I’m in a mammoth cathedral whose halls dwarf any concept of modern architecture, or some holy space, listening to Gregorian chants and choirs singing: men, women, children. I can see their faces up close with such intimacy and detail–the large pouched cheeks of an Italian man, his throat puffing out like a frog, producing the deep tones of an alto. A small child, harmonizing perfectly with him. It is a place, regardless of religious background, that one is in awe. One can forgive the problems and corruption of organized religion and find the goodness and purpose in faith or spirituality.
When the singing stopped, I expected to open my eyes and applaud. But instead I was hit with the stark reality of something different; I am sitting in the middle of a massive industrial space the size of an airplane hangar, surrounded by a group of strangers and circle of speakers. The room is vacant, void, bereft of anything else. It echoes with the light shuffles of feet and heavy breaths. And even though I knew this setting as I entered the room, sound and a removal of sense was enough to fool my mind that I was actually somewhere else.
Reality. Perception. How much do those things affect one another?
From an outsider’s perspective, this event probably looks (and sounds) daft. And in most settings, it would be–sitting there and obscuring one of the senses I hold to for survival and familiarization in an unfamiliar place with unfamiliar people. But my reality, at the time, was very different than what could be seen.
Instead, it was painted by sound… the point of this exhibit at the Tate Modern. To explore sound and voice. The size of the room mixed with the organization of the circle of speakers is meant to accurately reflect the presence of a live choir. Each speaker, which houses an individual voice, was placed with purpose.
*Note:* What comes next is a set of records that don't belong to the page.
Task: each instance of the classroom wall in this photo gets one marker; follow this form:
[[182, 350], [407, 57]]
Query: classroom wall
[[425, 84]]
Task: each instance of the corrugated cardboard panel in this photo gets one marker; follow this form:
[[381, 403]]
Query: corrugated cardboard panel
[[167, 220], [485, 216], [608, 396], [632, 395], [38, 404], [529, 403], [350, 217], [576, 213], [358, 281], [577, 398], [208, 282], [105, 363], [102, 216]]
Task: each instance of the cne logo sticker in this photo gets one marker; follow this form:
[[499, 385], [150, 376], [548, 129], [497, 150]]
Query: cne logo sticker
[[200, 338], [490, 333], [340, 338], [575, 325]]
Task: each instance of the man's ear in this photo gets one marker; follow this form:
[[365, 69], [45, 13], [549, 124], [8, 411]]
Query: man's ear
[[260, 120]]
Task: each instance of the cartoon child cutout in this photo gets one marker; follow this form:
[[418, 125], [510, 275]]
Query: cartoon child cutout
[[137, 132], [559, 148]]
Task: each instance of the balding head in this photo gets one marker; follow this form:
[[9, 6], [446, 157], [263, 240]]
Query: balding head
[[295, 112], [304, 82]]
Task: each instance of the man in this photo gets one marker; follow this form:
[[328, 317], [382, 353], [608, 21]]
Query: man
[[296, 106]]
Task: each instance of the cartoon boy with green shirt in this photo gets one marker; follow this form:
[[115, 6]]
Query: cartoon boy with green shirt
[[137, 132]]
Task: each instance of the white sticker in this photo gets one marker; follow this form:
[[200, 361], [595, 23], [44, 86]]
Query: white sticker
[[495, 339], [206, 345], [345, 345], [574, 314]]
If you sat in the middle you could experience the whole choir. Or, if you walked in a circle, you could hear a mixture of the voices. The intention: to explore how sound creates space. How music psychologically affects us despite settings or sights or other senses. I used to mock the general concept of modern art, but I understand now that there are times in which it shows a purpose or asks questions that are quite relevant. (Plus, who am I to define or dictate the definition of art?) Many of the current exhibits at the Tate Modern ask questions like this. Of identity and culture. Of what voice is. Who or what do we let define us and how does that influence us? How are we connected to others? The ambiguity of modern identity as cultures collide and meld. Those questions and concepts are subjective by nature, but that subjectivity does not negate importance. And so I leave after pondering, reading, and perching above a real cathedral. Thinking of the people who sat right here and probably thought the same things I did. Thinking of the builders of that cathedral, who probably thought the same thing I did. Human questions and concepts. Inherent in our bloodstream.